I was seventeen years old at the time of the accident; Harvey, the man who hit me with his car was twenty one. We saw each other for the first time a few years after the accident at the trial. We weren't allowed to speak to each other. Not that I wanted to talk to him; I wanted to punch his face in. I wasn't allowed to. The trial lasted a week and my lawyer could tell, by the questions the jury was asking, that they were likely going to be a hung jury. Which would mean another trial. I knew I couldn't go through that again. My defense mechanism is amnesia and I only remember about 4 hours of that whole week. It was grueling. We decided to settle which, meant I didn't get much compensation. More fuel to my fire of anger. When it was all over, a juror came up to me and apologized, explaining that there was one juror who thought it was my fault. I freaked out. If ever there was a time in my life when I wanted to run, it was in that moment. I could only walk quickly to the nearest exit and limp my way down the two flights of stairs. My sister followed me, easily caught up to me, grabbed me and held me tight. My tears soaked the shoulder of her shirt.

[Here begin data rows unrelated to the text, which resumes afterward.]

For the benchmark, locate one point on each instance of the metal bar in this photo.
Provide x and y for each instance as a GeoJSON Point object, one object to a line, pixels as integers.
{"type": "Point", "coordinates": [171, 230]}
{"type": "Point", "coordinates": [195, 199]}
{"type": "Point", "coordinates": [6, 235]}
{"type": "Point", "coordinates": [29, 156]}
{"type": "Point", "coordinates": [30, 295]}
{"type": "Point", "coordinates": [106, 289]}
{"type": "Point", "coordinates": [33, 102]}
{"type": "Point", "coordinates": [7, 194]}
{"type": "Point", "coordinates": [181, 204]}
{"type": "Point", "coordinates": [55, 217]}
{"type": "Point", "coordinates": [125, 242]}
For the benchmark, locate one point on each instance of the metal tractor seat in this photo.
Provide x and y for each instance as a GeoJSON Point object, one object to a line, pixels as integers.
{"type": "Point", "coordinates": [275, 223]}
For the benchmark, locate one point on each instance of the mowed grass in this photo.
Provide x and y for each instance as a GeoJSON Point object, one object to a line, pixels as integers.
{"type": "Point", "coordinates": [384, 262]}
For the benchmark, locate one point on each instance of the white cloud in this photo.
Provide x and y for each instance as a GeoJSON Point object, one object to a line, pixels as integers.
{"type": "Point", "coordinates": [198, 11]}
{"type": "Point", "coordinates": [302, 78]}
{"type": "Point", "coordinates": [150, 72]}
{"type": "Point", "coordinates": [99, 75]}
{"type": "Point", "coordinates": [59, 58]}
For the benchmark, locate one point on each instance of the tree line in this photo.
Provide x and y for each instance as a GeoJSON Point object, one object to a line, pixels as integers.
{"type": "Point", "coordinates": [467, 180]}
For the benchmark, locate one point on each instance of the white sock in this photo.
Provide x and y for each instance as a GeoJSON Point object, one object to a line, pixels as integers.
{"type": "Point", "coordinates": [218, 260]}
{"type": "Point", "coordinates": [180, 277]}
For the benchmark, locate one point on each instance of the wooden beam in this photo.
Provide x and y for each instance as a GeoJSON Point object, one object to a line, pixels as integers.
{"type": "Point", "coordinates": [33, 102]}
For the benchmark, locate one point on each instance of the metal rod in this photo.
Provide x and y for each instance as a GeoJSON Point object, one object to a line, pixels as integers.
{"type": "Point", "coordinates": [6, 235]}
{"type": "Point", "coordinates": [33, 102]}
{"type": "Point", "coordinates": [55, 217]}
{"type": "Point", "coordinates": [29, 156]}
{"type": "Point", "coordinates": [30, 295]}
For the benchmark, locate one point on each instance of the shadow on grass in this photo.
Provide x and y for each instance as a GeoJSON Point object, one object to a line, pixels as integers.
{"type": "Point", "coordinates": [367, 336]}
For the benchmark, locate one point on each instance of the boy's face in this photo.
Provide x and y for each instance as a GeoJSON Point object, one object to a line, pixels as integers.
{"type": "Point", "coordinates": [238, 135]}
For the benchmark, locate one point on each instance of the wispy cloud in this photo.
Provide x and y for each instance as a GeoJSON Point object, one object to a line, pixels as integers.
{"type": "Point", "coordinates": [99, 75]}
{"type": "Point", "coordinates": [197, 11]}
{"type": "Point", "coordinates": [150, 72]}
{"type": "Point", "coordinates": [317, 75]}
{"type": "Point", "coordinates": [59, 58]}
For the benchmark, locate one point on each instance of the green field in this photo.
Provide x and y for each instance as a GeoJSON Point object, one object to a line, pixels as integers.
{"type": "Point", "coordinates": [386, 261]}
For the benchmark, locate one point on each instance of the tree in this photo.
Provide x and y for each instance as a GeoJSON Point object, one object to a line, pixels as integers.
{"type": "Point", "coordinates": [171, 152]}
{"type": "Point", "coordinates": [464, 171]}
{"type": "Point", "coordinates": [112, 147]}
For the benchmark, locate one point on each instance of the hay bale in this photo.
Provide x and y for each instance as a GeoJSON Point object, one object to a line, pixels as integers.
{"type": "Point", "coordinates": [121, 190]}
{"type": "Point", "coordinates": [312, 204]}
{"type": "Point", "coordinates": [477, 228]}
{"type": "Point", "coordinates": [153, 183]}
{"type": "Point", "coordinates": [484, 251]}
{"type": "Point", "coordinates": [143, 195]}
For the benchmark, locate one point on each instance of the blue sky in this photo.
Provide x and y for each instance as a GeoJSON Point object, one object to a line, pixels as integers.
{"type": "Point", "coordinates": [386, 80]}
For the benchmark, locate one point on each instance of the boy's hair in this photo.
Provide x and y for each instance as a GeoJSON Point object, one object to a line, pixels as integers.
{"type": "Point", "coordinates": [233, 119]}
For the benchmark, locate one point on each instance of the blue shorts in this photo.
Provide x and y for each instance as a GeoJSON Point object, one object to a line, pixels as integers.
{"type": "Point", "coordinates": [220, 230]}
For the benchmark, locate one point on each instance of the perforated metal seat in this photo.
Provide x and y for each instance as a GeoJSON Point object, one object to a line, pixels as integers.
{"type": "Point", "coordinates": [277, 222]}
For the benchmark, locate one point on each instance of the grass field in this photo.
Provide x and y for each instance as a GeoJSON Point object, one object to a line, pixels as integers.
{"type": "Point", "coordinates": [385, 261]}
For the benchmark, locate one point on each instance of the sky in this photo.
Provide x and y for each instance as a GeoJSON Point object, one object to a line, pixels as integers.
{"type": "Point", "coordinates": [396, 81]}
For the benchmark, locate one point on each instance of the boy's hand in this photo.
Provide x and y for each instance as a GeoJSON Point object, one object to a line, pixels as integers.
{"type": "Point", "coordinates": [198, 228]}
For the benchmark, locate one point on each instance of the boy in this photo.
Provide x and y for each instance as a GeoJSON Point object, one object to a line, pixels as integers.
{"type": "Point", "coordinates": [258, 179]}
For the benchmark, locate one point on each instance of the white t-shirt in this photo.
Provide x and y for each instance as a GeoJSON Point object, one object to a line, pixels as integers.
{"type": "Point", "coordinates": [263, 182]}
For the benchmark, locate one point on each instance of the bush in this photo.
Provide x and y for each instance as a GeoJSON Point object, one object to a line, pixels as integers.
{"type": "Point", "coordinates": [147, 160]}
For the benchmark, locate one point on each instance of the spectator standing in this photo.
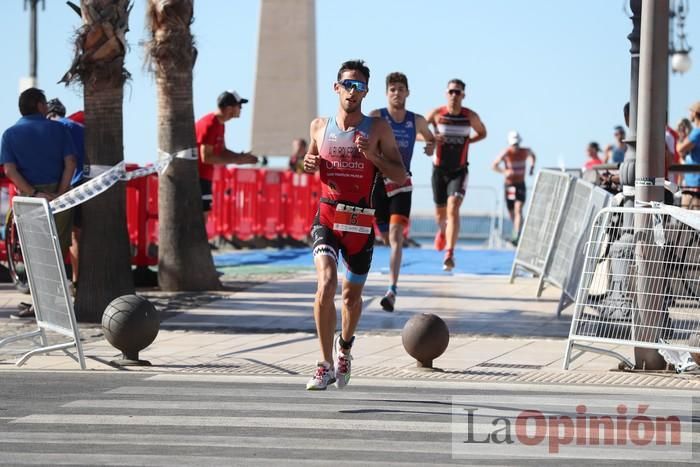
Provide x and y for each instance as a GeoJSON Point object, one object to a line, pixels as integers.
{"type": "Point", "coordinates": [593, 152]}
{"type": "Point", "coordinates": [38, 156]}
{"type": "Point", "coordinates": [210, 131]}
{"type": "Point", "coordinates": [57, 111]}
{"type": "Point", "coordinates": [689, 149]}
{"type": "Point", "coordinates": [615, 153]}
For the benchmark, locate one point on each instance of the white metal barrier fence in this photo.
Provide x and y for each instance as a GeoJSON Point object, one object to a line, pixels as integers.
{"type": "Point", "coordinates": [553, 239]}
{"type": "Point", "coordinates": [548, 200]}
{"type": "Point", "coordinates": [47, 279]}
{"type": "Point", "coordinates": [640, 283]}
{"type": "Point", "coordinates": [566, 258]}
{"type": "Point", "coordinates": [482, 214]}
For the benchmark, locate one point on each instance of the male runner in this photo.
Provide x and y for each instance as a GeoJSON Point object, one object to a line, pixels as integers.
{"type": "Point", "coordinates": [512, 163]}
{"type": "Point", "coordinates": [394, 202]}
{"type": "Point", "coordinates": [453, 125]}
{"type": "Point", "coordinates": [349, 149]}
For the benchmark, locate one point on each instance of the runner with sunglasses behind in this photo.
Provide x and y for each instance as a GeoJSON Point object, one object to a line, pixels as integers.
{"type": "Point", "coordinates": [453, 125]}
{"type": "Point", "coordinates": [350, 150]}
{"type": "Point", "coordinates": [394, 201]}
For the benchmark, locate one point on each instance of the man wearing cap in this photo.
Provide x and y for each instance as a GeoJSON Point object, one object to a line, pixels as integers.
{"type": "Point", "coordinates": [57, 111]}
{"type": "Point", "coordinates": [512, 163]}
{"type": "Point", "coordinates": [456, 128]}
{"type": "Point", "coordinates": [689, 149]}
{"type": "Point", "coordinates": [38, 156]}
{"type": "Point", "coordinates": [210, 131]}
{"type": "Point", "coordinates": [615, 153]}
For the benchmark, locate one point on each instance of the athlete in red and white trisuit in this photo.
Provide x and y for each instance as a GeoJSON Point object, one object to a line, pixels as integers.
{"type": "Point", "coordinates": [453, 126]}
{"type": "Point", "coordinates": [349, 149]}
{"type": "Point", "coordinates": [512, 163]}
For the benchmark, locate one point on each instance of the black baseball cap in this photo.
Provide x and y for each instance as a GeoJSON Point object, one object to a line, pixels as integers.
{"type": "Point", "coordinates": [230, 98]}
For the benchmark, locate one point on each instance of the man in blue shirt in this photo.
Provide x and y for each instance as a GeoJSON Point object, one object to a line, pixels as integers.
{"type": "Point", "coordinates": [689, 149]}
{"type": "Point", "coordinates": [57, 111]}
{"type": "Point", "coordinates": [38, 156]}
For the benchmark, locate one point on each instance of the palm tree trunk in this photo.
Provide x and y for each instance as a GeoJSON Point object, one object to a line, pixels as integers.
{"type": "Point", "coordinates": [105, 259]}
{"type": "Point", "coordinates": [184, 256]}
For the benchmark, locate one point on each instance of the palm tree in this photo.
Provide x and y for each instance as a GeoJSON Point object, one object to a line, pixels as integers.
{"type": "Point", "coordinates": [100, 46]}
{"type": "Point", "coordinates": [184, 256]}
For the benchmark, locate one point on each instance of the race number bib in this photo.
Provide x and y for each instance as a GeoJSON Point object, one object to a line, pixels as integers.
{"type": "Point", "coordinates": [353, 219]}
{"type": "Point", "coordinates": [393, 188]}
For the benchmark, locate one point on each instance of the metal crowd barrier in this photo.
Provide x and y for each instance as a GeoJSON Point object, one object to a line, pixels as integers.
{"type": "Point", "coordinates": [47, 280]}
{"type": "Point", "coordinates": [640, 286]}
{"type": "Point", "coordinates": [564, 265]}
{"type": "Point", "coordinates": [541, 220]}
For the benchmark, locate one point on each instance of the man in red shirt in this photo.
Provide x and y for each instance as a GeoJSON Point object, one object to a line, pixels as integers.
{"type": "Point", "coordinates": [512, 163]}
{"type": "Point", "coordinates": [210, 131]}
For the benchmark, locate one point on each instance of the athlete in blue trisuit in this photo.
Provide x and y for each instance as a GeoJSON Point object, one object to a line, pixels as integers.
{"type": "Point", "coordinates": [393, 200]}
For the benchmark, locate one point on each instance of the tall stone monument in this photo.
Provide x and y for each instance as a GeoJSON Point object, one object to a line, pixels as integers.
{"type": "Point", "coordinates": [285, 84]}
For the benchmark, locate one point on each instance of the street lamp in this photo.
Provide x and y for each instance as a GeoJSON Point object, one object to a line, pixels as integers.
{"type": "Point", "coordinates": [680, 56]}
{"type": "Point", "coordinates": [31, 80]}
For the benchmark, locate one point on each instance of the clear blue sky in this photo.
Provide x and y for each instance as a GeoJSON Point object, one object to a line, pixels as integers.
{"type": "Point", "coordinates": [557, 71]}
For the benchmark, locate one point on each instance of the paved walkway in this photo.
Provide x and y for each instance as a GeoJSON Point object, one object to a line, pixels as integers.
{"type": "Point", "coordinates": [498, 330]}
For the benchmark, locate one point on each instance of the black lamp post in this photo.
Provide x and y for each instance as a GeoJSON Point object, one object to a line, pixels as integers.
{"type": "Point", "coordinates": [680, 54]}
{"type": "Point", "coordinates": [31, 80]}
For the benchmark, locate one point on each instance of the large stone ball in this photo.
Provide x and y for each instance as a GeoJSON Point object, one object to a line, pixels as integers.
{"type": "Point", "coordinates": [425, 338]}
{"type": "Point", "coordinates": [130, 323]}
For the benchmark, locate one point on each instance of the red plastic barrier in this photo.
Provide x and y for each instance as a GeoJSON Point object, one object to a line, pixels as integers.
{"type": "Point", "coordinates": [7, 191]}
{"type": "Point", "coordinates": [217, 224]}
{"type": "Point", "coordinates": [270, 215]}
{"type": "Point", "coordinates": [245, 203]}
{"type": "Point", "coordinates": [142, 218]}
{"type": "Point", "coordinates": [301, 201]}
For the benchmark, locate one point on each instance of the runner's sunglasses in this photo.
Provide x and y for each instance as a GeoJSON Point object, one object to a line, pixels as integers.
{"type": "Point", "coordinates": [350, 84]}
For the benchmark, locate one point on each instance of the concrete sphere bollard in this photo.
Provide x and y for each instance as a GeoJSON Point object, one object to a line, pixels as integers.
{"type": "Point", "coordinates": [130, 323]}
{"type": "Point", "coordinates": [425, 338]}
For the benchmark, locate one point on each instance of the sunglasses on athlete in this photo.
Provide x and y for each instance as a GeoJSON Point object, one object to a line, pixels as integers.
{"type": "Point", "coordinates": [350, 84]}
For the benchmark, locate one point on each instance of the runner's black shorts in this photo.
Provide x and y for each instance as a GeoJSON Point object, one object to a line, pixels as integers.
{"type": "Point", "coordinates": [448, 183]}
{"type": "Point", "coordinates": [205, 185]}
{"type": "Point", "coordinates": [514, 192]}
{"type": "Point", "coordinates": [357, 248]}
{"type": "Point", "coordinates": [394, 210]}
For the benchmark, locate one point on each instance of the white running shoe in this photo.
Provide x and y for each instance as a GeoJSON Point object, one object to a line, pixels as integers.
{"type": "Point", "coordinates": [387, 302]}
{"type": "Point", "coordinates": [343, 366]}
{"type": "Point", "coordinates": [323, 377]}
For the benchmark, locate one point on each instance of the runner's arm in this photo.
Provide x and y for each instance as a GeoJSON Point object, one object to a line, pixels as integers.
{"type": "Point", "coordinates": [478, 127]}
{"type": "Point", "coordinates": [383, 152]}
{"type": "Point", "coordinates": [533, 158]}
{"type": "Point", "coordinates": [69, 164]}
{"type": "Point", "coordinates": [312, 159]}
{"type": "Point", "coordinates": [685, 146]}
{"type": "Point", "coordinates": [431, 120]}
{"type": "Point", "coordinates": [496, 164]}
{"type": "Point", "coordinates": [423, 133]}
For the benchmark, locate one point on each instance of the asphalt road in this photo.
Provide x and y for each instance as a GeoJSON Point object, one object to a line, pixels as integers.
{"type": "Point", "coordinates": [93, 418]}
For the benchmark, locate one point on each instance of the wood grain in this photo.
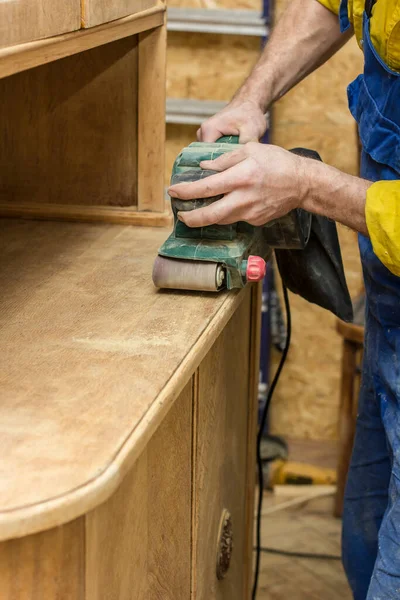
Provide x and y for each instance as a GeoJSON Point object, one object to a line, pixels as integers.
{"type": "Point", "coordinates": [14, 59]}
{"type": "Point", "coordinates": [93, 357]}
{"type": "Point", "coordinates": [96, 12]}
{"type": "Point", "coordinates": [89, 214]}
{"type": "Point", "coordinates": [49, 565]}
{"type": "Point", "coordinates": [151, 119]}
{"type": "Point", "coordinates": [71, 128]}
{"type": "Point", "coordinates": [24, 20]}
{"type": "Point", "coordinates": [138, 541]}
{"type": "Point", "coordinates": [220, 461]}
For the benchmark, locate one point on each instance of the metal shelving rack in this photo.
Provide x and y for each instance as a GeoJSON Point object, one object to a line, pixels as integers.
{"type": "Point", "coordinates": [227, 22]}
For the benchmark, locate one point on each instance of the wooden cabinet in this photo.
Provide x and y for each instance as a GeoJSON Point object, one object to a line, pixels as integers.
{"type": "Point", "coordinates": [127, 421]}
{"type": "Point", "coordinates": [127, 415]}
{"type": "Point", "coordinates": [95, 12]}
{"type": "Point", "coordinates": [26, 20]}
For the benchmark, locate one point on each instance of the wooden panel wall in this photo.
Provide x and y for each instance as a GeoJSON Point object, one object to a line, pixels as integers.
{"type": "Point", "coordinates": [205, 67]}
{"type": "Point", "coordinates": [69, 130]}
{"type": "Point", "coordinates": [314, 115]}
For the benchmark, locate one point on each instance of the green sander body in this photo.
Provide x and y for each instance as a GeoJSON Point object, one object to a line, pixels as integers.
{"type": "Point", "coordinates": [219, 256]}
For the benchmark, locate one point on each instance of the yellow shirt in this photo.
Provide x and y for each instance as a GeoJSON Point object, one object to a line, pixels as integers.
{"type": "Point", "coordinates": [382, 207]}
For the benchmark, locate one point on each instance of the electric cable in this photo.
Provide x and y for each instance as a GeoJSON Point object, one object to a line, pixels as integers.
{"type": "Point", "coordinates": [259, 439]}
{"type": "Point", "coordinates": [311, 555]}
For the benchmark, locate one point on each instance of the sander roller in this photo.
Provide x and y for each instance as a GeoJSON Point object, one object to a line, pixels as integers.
{"type": "Point", "coordinates": [220, 256]}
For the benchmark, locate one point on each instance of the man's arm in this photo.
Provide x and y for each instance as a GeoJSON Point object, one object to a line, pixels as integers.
{"type": "Point", "coordinates": [303, 39]}
{"type": "Point", "coordinates": [261, 182]}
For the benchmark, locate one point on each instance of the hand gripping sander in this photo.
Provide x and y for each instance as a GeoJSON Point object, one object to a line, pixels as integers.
{"type": "Point", "coordinates": [219, 256]}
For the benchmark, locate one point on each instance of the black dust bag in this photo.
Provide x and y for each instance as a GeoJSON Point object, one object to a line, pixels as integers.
{"type": "Point", "coordinates": [316, 272]}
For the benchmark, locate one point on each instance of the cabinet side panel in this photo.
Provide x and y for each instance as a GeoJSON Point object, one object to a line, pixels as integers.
{"type": "Point", "coordinates": [47, 565]}
{"type": "Point", "coordinates": [151, 119]}
{"type": "Point", "coordinates": [96, 12]}
{"type": "Point", "coordinates": [221, 458]}
{"type": "Point", "coordinates": [254, 362]}
{"type": "Point", "coordinates": [69, 134]}
{"type": "Point", "coordinates": [24, 20]}
{"type": "Point", "coordinates": [138, 542]}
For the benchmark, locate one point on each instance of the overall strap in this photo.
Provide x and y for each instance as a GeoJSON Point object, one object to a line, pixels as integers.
{"type": "Point", "coordinates": [368, 7]}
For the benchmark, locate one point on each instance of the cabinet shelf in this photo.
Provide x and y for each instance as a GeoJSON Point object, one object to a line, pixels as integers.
{"type": "Point", "coordinates": [92, 359]}
{"type": "Point", "coordinates": [14, 59]}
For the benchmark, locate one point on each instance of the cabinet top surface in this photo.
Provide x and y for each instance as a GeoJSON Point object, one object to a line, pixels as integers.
{"type": "Point", "coordinates": [92, 357]}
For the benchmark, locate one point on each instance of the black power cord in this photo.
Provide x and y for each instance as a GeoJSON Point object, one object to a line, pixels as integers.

I didn't see Harvey again for fifteen years. On the fifteenth anniversary of my accident, I called Harvey to yell at him for ignoring me for fifteen years, for ripping off my leg, for ruining my life. (He didn't really ruin my life. I mean, I was healthy, relatively happy, and active, but it would have been much more dramatic to say, You Ruined My Life!). I wanted him to pay. His insurance company paid the settlement so, as far as I could tell, he had had no consequences to "ruining my life." His time had come.
I don't mean to be a tease, but the rest of this story is going to be published soon and I don't think the publisher would appreciate it if I gave away the ending. I've written an essay about my experience with Harvey which is in the upcoming anthology, The Spirit of a Woman, Stories to Empower and Inspire, edited by Terry Laszlo-Gopadze. It will be in major bookstores in June, but pre-orders are being taken now. There's a link on the right side of my blog in which to pre-order. I am honored to be sharing space in the same book as some amazing women: Angeles Arrien, Christina Baldwin, Lauren Artress, just to name a few.
I can tell you that I've thought a lot about forgiveness over the years. I've come to the conclusion that forgiveness is a choice, forgiveness is a process, and forgiveness has been a gift I've given myself.